Stephen said:
I realise that scripting languages do it, but they get to handle the
[] differently depending on whether its on the left side of an
assignment or not. They still complain if you try to read a
non-existent key.
Actually in many languages (such as for example PHP) relational maps
work exactly that way. That is, you add an element to the map by
"indexing" it with the key and assigning the element. This is a very
common idiom eg. in PHP.
I didn't know that, and on my first read of this I thought I'd
overgeneralised a principle from basically just Python to scripting
languages more generally. On second read, you are saying precisely
what I said - PHP is a scripting language, and it is doing what I said
is characteristic of scripting languages.
Maybe I worded my post awkwardly. To clarify...
C++ allows key:data insertion using "container [key] = data;". That
surprised me. I realise that scripting languages *also* do "container
[key] = data;", but they get to handle the subscripting differently.
Basically, scripting languages don't do a two stage process of insert
a key:default in the [], then overwrite the default with the data in
the assign. They merge the subscripting and assign into a single step.
For example, Python has separate magic methods for overriding a
subscripted read and a subscripted write. When C++ handles the
subscripting operation it doesn't even know that there is an assign.
For example...
std::map<int,int> mymap;
int var;
var = mymap [1];
Did the programmer really intend for var to get a random junk value
that was also assigned into mymap in a key=1:data=junk pair? Python
would know better since the assignment is on the wrong side of the
assignment, I assume PHP would as well, but C++ cannot since when it
handles the operator[], the method doesn't know how the returned
reference will be used. It returns a reference that might be used for
a read or a write, or which may not be used at all.
The two normal variants of operator[] aren't read and write - they are
const and non-const as follows...
const data_t& container:
perator[] const { ... }
data_t& container:
perator[] { ... }
The first shouldn't modify the container, and returns a reference that
will normally prevent the referenced value from being modified (with
various get-out clauses - mutable, const_cast, ...). This version is
called whenever the container is considered const.

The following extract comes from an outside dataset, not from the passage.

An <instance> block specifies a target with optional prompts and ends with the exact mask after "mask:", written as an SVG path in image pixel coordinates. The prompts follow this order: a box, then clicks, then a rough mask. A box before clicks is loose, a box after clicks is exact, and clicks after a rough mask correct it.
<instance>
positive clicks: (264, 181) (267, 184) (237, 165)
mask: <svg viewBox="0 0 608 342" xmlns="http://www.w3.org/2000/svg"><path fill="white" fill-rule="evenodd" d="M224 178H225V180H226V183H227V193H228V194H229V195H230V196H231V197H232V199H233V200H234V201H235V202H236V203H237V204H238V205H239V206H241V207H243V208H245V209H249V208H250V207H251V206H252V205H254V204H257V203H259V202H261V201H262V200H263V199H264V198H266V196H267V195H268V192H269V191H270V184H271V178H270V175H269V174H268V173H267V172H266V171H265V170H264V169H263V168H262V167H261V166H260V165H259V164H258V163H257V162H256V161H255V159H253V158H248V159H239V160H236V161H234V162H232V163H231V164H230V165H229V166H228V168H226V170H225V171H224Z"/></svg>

The second returns a non-const reference which is equally valid for
both reading or writing the referenced data. This version is called
whenever the container is considered non-const, which is no clue as to
whether a read or write is intended.
The semantics of the first case ensure a const container is safe - you
can't modify a const container so you can't insert a key:default pair
and I assume an exception is thrown in that case.
I should say that based purely on the method signature there is no
reason to ban inserts on subscripting - the container is non-const.
Even so, I feel that reserving the subscripting operator for cases
where the intent is to access an existing key would be better.
It might be "obvious" to you because you are used to think like that.
However, in many languages (such as PHP) it's obvious that you are
building a relational map by indexing it. That is, when you say:
myMap[key] = value;
First off, my criticism of that is that there's already a way to
express that intent in C++ - the insert method. When you already have
a way to express that intent, why make the intent of another notation
less clear (and reduce the opportunities for error checking to catch
problems) by mixing the two intents together.
insert cannot be used to access an existing key. Why allow operator[]
the dual role of both accessing existing keys and inserting new ones?
I always prefer a different notation for a different intent (within
reason) so that errors are caught instead of remaining hidden and
leading to garbage results being trusted.
It's subjective opinion, of course, esp. in where you draw the "within
reason" line, but there's a lot more to it than just "what I'm used
to".
Secondly, it's not something I simply got used through using some
other language at all, unless it was an old pre-standard version of
C++. I can't even name a language that uses the semantics I suggest.
Ada, Modula 2, Pascal, C, Basic and Assembler don't have standard
associative containers to the best of my memory. Of the languages I've
played with, Haskell is pure functional - no mutables (except for the
monad getout clause), Prolog is wierd, and I'm dimly aware that arrays
are mutable in Objective Caml but that's my limit.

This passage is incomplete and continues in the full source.